My daughter minored in Computer Science about 6 years ago. She never saw Command Prompt until the summer after her Junior year when she watched me use it to install numpy and other packages for her. I had to do it because 'Run pip install numpy', etc, was met with a blank stare. I had taught her Python with IDLE, downloaded and install with a browser, and had neglected to teach her 'Dos' until then.
So had her CS classes. Those previous used Racket in a Dr. something environment and Java in, I believe, Eclipse. Also downloaded and installed with a browser.

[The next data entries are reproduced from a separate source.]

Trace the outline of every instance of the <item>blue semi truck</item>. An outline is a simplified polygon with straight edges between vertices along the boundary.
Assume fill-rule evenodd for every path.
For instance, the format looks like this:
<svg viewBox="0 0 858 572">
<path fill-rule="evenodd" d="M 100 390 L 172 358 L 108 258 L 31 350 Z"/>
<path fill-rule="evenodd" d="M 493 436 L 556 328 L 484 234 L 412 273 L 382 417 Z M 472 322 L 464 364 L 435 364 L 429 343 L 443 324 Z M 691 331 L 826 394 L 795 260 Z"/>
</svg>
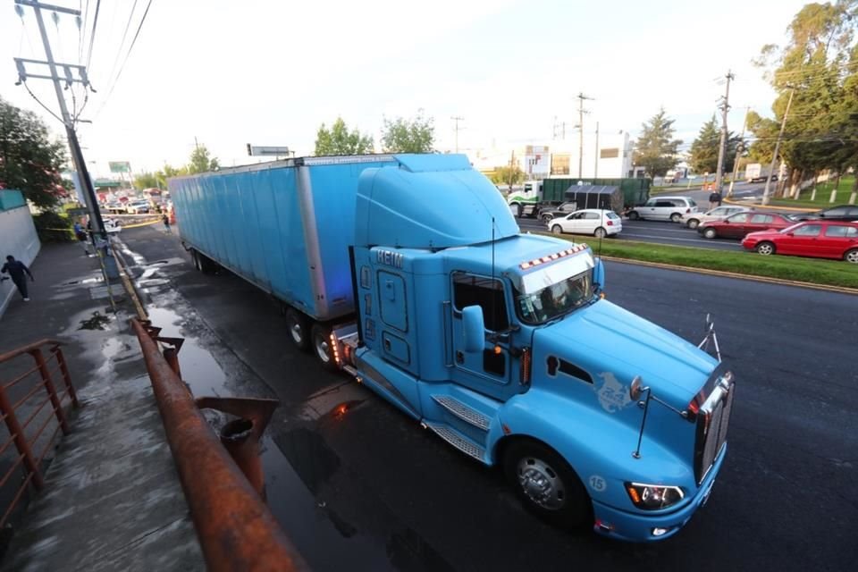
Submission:
<svg viewBox="0 0 858 572">
<path fill-rule="evenodd" d="M 273 295 L 296 346 L 500 467 L 537 515 L 644 542 L 708 500 L 733 374 L 605 299 L 585 244 L 521 234 L 464 156 L 297 158 L 169 187 L 198 269 Z"/>
</svg>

Speaking as a current CS undergraduate student here (senior graduating in December 2021). At my university, the freshman/sophomore-level programming classes do not assume or expect any type of command line knowledge. They all rely on GUI tools (Eclipse, IntelliJ, or NetBeans for the freshman Java courses, Visual Studio for Data Structures in C++). There is one course, typically taken in either the second or third semester for traditional students, called Operating Systems Concepts and Usage, that broadly discusses how operating systems function, but is also designed as a first introduction to Linux and to the command line. (Until this point, the only operating system students are assumed to be familiar with is Windows.) For many students, this course is their first ever exposure to the command prompt. After that, students in this program don't generally *need* to touch the command line again in their studies until they hit 4000-level courses, and even then only a few courses require it. Outside of that one introductory course, I've only had two courses so far that actually required command line usage. Everything else so far has offered GUI options, even many upper level courses. I think it's a disservice to fail to expose students to the command line more and earlier, but the fact is, that failure happens and happens often, and developers need to be conscious of that. Despite my own ease and comfort with the command-line (which dates back to learning my way around DOS at the age of 5) to the point of almost always having a terminal window open on my daily Debian machine, I frequently find myself opting for point-and-click solutions to common problems, even Git operations (which are so easy and powerful in VS Code with the GitLens extension). GUI tools grow more powerful by the day, and it's very easy to get deep into a computer science program these days and not be comfortable with the command line and/or not know how to change environment variables. Python, as a common introductory language used by many thousands of people who have never taken a university computer course, never mind majoring in computer science, shouldn't have basic features that depend on the likely false assumption that the user has ever seen a command prompt or an environment variable, much less comprehend how to use them.